Anterior cruciate ligament (ACL) injuries occur in up to 3% of recreational athletes and as many as 15% of professional athletes. ACL ruptures are seen most commonly in sports that involve pivoting and change of direction, for example AFL, netball and skiing. With the increasing popularity of female participation in Australian Rules football, it has been widely acknowledged that females have a significantly higher risk of ACL rupture, with some research papers suggesting this risk to be up to 8 times greater compared to males.
In Australia and in particular in Melbourne, being the AFL capital of the country, ACL ruptures are often managed with reconstructive surgery, where a portion of tissue (commonly the hamstrings tendon) is harvested to create a graft in place of the injured ligament. Over time, the graft changes in physiology to strengthen and perform the role that the original ACL performed, namely providing stability to the knee joint. Surgery, however, is just the beginning of the journey in recovering from an ACL injury. In addition to regaining the obvious strength deficits that result from having surgery, it is becoming more and more evident that a lot of time needs to be focused on neuromuscular control. There are neurological receptors within the ACL that are responsible for the neural control of the knee, i.e. knowledge of where the knee is in space (proprioception) and muscle strength and activation.
While many people talk about recovery from an ACL injury to be a blanket 12 month process, this is not entirely accurate. Some elite athletes make a successful return to play after 9 months, while others may take up to 2 years off sport. In addition, an initial ACL injury results in up to a 22% risk of re-injuring the same ACL and up to a 24% risk of rupturing the opposite ACL. Thus the question begs – what determines when an athlete can return to sport following an ACL reconstruction?
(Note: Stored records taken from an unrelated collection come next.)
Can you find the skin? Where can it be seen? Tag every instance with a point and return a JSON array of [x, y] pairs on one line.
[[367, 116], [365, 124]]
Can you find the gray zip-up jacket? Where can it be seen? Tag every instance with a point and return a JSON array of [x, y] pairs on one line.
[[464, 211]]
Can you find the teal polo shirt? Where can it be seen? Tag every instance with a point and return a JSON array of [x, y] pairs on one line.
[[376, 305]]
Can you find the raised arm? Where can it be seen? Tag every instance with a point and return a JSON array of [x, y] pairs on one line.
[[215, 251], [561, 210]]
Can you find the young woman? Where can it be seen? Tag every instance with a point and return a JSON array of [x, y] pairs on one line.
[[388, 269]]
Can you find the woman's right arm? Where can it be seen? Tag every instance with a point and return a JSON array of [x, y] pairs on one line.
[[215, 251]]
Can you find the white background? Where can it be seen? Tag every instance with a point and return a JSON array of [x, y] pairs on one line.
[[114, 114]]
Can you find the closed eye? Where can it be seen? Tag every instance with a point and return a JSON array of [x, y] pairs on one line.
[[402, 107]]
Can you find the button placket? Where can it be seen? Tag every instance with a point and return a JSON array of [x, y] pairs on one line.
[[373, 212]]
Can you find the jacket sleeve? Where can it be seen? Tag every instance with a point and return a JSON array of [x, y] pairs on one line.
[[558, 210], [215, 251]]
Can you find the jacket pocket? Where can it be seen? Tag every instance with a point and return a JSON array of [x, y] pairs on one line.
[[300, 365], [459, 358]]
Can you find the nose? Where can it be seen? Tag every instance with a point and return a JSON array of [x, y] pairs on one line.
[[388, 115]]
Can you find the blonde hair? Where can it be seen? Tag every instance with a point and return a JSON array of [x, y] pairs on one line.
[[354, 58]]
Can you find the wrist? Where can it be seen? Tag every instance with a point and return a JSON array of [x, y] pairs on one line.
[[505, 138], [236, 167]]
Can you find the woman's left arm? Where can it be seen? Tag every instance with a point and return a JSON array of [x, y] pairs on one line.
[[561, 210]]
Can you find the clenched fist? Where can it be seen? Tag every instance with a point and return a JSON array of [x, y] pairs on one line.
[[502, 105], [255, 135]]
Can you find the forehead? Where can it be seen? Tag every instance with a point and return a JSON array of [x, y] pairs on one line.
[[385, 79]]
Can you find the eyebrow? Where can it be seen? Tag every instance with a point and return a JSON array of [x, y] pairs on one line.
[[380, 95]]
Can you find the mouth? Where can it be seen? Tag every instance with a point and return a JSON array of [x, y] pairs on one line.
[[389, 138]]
Or, perhaps a more accurate question should be: when is an athlete safest to return to sport with the lowest possible risk of a subsequent ACL injury?
The answer is by following a criterion-based approach to rehabilitation. This involves having a number of objectively measurable quantitative assessments that are continually used during the rehabilitation process to determine how to best progress. A physiotherapist will generally split up the recovery process into phases. These outcome measures will then be used to determine whether or not an athlete is ready to progress to the next phase. An example of which would be regaining full range of motion, regaining equal quadriceps strength or regaining equal balance. Once all the boxes of one phase have been ticked, the athlete may enter the next phase in the rehabilitation process. These measures are gradually progressed to reflect the demands of a particular sport, for example cutting and changing direction or landing from a jump. Once the athlete has successfully achieved the highest outcome measures, they may be deemed to have done enough preparation for a safe return to playing sport at the desired level. This criterion-based approach may take 9 months, it may take 12 months or it may take longer. But to minimise what is a relatively high risk of re-injury, it is imperative that the rehabilitation process is followed based on achieving these outcome measures rather than on a time-based approach.
van Melick, N., van Cingel, R.E.H., Brooijmans F., Neeter, C., van Tienen, T., Hulleigie, W., and Nijhuis-van der Sanden, M.W.G. (2016). Evidence-based clinical practice update: practice guidelines for anterior cruciate ligament rehabilitation based on a systematic review and multidisciplinary consensus. British Journal of Sports Medicine, 50, 1506-1515.